Bombardier puts the brakes on North American high-speed train plans
(The following article by Bertrand Marotte was posted on the Globe and Mail website on June 3.)
MONTREAL -- Bombardier Inc. has put on ice its once-ambitious plans for high-speed train travel in North America.
André Navarri, president of Bombardier Transportation, said in an interview yesterday that there is little appetite for high-speed rail in North America, unlike in Europe and parts of Asia.
"For the time being, there is no project which is close to being promoted," he said. Asked about the potential for its once highly touted JetTrain technology in North America, he replied: "As there is no high-speed corridor for the time being, there is no JetTrain."
Bombardier Transportation spokeswoman Hélène Gagnon said later that Bombardier is no longer in discussions with any government bodies anywhere in North America regarding the funding of high-speed train travel.
"There is no project of any kind in Canada or the United States that is the subject of discussions," she said.
Bombardier Transportation is the rail unit of the global plane and train maker.
Montreal-based Bombardier had for the past several years been running a major campaign to spark interest in its high-speed train technology in the United States and Canada.
A high-profile attempt to win approval in Florida for its 240-kilometre-an-hour JetTrain failed last November after taxpayers voted it down.
And Bombardier, along with French partner Alstom SA, has been plagued by technical and other problems with their Acela Express train operated by Amtrak in the Washington-New York-Boston corridor, the only existing high-speed train in North America.
"Is there a market in North America for a very high-speed train? It's a difficult issue," Mr. Navarri said at corporate head office.
While high-speed trains have staked out a place in the popular, well-established rail system of Europe, "it's a little more difficult to find the right [rail] corridors in North America," he said.

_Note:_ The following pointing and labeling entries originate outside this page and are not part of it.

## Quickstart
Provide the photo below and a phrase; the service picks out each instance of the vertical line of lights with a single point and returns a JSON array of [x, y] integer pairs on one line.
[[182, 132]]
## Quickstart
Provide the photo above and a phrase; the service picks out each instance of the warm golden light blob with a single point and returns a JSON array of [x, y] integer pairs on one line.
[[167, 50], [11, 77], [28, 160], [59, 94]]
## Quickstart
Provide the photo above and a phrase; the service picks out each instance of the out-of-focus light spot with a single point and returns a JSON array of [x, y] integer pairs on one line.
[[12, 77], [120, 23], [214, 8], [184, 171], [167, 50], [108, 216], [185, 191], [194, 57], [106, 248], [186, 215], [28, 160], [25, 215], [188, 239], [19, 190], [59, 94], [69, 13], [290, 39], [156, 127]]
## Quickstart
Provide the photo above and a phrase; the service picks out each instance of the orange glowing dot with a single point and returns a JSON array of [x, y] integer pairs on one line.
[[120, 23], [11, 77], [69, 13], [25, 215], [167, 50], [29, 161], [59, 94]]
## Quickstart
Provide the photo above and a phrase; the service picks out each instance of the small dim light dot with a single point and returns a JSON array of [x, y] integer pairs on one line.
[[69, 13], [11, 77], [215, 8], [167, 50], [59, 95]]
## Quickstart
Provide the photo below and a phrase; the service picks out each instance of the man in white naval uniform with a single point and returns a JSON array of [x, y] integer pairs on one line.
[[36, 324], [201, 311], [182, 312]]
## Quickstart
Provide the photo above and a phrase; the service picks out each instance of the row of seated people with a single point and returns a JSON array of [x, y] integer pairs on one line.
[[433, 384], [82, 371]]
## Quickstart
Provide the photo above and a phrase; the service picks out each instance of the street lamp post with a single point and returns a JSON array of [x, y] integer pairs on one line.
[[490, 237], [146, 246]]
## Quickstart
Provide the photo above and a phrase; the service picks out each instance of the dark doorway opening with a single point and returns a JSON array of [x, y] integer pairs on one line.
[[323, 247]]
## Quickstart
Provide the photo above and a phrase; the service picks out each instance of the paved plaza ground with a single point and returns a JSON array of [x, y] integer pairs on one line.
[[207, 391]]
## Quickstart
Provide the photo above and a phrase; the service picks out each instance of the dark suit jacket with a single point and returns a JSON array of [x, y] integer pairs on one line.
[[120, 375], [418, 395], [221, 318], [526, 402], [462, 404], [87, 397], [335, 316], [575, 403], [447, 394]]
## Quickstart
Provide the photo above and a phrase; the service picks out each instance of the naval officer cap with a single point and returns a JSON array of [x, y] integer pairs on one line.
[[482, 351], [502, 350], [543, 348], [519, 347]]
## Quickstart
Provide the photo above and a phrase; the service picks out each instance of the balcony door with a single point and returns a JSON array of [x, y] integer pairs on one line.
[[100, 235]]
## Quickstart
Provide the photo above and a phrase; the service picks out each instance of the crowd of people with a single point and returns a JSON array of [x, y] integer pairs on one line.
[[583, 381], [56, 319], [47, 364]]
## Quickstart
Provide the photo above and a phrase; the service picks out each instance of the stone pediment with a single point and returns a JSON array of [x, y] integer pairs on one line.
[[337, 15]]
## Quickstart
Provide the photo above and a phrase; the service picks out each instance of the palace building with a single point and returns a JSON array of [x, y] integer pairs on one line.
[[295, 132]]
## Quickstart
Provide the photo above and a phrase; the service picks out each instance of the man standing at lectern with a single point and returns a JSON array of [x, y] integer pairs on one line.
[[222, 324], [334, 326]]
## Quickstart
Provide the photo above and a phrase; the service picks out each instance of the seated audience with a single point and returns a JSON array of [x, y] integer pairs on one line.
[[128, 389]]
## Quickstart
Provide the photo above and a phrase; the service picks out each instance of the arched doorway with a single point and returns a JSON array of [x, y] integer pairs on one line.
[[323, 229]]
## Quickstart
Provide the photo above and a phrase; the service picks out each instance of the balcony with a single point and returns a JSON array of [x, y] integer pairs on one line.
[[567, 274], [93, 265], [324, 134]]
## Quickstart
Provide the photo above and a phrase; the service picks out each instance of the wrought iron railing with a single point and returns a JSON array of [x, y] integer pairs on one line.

"We are still prepared to discuss the [high-speed] potential in North America, but in North America we will mainly focus on the mass transit market," said Mr. Navarri, a former senior executive at Alstom who was hired last year by Bombardier to lead a sweeping restructuring at Bombardier Transportation.

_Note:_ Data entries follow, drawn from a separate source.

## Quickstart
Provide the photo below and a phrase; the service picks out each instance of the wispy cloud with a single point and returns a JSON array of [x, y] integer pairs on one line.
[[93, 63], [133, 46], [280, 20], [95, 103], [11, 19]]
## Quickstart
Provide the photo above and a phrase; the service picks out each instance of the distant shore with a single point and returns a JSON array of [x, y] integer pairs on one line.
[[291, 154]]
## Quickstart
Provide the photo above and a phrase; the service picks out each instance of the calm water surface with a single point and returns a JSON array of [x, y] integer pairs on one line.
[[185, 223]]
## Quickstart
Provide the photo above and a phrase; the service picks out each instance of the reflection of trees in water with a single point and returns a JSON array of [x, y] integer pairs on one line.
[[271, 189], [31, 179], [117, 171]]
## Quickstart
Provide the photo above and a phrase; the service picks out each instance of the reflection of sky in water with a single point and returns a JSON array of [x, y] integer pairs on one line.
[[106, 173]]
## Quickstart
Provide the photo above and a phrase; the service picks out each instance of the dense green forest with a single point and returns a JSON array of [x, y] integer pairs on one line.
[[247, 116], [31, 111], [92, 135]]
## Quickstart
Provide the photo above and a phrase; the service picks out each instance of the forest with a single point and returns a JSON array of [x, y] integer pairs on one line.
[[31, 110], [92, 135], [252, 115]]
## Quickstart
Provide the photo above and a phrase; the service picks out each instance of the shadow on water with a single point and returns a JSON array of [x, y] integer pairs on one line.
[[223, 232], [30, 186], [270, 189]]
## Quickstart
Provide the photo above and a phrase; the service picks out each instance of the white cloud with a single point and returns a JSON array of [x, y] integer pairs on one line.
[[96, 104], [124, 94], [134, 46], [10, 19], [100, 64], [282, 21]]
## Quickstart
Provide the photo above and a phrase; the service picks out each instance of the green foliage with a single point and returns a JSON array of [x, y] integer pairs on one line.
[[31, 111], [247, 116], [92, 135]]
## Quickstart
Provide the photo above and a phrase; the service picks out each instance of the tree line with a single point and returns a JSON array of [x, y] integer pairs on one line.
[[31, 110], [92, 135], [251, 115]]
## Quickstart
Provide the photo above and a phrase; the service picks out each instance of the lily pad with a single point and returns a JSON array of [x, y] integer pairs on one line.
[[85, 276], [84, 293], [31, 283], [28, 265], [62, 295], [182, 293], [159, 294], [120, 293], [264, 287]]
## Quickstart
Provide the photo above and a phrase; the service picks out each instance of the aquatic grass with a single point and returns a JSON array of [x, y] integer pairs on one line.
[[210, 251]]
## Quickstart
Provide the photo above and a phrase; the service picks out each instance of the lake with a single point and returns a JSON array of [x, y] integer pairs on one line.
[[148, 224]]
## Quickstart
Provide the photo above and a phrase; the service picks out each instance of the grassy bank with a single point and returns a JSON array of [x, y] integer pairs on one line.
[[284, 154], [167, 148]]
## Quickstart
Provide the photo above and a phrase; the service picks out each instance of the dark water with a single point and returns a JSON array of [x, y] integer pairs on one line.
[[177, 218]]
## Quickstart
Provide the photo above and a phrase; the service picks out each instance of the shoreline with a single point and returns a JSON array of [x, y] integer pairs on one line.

It is difficult to get all the players -- especially governments -- to agree on how best to develop high-speed train travel in North America, he added.
"Up to now, it has not been possible to find this agreement, with the exception of Acela."

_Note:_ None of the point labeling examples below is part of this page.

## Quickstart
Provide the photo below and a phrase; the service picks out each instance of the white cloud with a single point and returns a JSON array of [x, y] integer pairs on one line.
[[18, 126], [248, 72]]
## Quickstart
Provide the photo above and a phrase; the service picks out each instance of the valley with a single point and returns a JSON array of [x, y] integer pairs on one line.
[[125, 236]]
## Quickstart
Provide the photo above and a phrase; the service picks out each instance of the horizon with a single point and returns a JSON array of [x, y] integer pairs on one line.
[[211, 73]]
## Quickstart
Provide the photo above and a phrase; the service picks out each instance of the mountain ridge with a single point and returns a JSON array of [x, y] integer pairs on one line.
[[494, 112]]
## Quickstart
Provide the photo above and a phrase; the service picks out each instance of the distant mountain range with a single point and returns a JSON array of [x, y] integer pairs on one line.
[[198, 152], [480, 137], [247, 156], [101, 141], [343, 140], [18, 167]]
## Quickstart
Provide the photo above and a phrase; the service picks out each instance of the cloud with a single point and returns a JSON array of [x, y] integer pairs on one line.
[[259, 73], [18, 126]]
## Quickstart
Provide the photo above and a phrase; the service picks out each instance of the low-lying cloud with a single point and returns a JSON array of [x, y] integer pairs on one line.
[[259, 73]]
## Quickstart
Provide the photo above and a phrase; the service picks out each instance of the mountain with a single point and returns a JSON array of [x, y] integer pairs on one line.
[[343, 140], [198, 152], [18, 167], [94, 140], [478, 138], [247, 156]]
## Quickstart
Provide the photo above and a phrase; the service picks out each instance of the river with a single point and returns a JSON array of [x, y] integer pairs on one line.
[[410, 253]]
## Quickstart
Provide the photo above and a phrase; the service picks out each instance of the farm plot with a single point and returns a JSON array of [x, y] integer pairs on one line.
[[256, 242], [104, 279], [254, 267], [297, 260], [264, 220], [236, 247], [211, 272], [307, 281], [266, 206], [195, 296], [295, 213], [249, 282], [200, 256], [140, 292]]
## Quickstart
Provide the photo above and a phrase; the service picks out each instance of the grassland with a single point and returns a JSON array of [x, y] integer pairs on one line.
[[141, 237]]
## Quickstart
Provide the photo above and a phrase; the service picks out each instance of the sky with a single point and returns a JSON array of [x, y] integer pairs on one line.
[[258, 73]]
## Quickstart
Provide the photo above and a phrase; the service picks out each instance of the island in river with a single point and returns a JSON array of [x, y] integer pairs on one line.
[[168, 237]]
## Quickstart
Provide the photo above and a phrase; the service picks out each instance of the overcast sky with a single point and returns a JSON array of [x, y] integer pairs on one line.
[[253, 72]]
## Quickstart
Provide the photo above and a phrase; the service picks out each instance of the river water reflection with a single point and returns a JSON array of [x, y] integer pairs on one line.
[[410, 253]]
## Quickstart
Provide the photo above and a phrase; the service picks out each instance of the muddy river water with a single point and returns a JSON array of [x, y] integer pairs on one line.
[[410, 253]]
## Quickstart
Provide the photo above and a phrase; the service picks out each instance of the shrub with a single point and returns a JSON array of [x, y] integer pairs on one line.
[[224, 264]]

In Canada, Bombardier had high hopes for its JetTrain, particularly in the Quebec City-Windsor, Ont., corridor, and had been lobbying the federal government for financial assistance to upgrade the corridor at a cost of up to $3-billion.
"Quebec City-Windsor for the time being is on ice, for financial reasons," Ms. Gagnon said.
Other city-to-city links that Bombardier had identified included Calgary-Edmonton, Chicago-St. Louis, Los Angeles-San Francisco and Orlando-Miami.
Mr. Navarri said he is not disheartened by an embarrassing series of technical glitches, delivery delays and contractual disputes related to the Acela Express.
He said he is confident that the latest snafu -- the Acela was yanked out of service in April after cracks on brake components were discovered -- will be amicably settled and won't degenerate into a legal brawl, as happened four years ago over costly design changes.
Meanwhile, Mr. Navarri said he expects strong growth from Eastern European countries as they join the European Union and become eligible for funding to upgrade their aging rail equipment.
Bombardier Transportation -- the world's largest manufacturer of rail transportation equipment -- also sees growth from the planned standardization of Europe's patchwork rail signalling system, as well as from the boosting of its services unit to about 30 per cent of revenue from 17 per cent today, he said.
Outside Europe, China represents a huge potential market for Bombardier, Mr. Navarri said.
He also said Bombardier Transportation's restructuring plan -- announced last year -- is on track and even ahead of schedule, with a work force reduction of about 15 per cent, to about 30,000 from more than 35,000 and the closing of seven facilities in Europe by the end of this year.
"All these plans are starting to show good results, especially in terms of profitability," and the rail unit should reach its target of 6-per-cent profit margins in the medium term as expected.
Six per cent is not the ultimate goal, he added.
"After that, we want to go even further."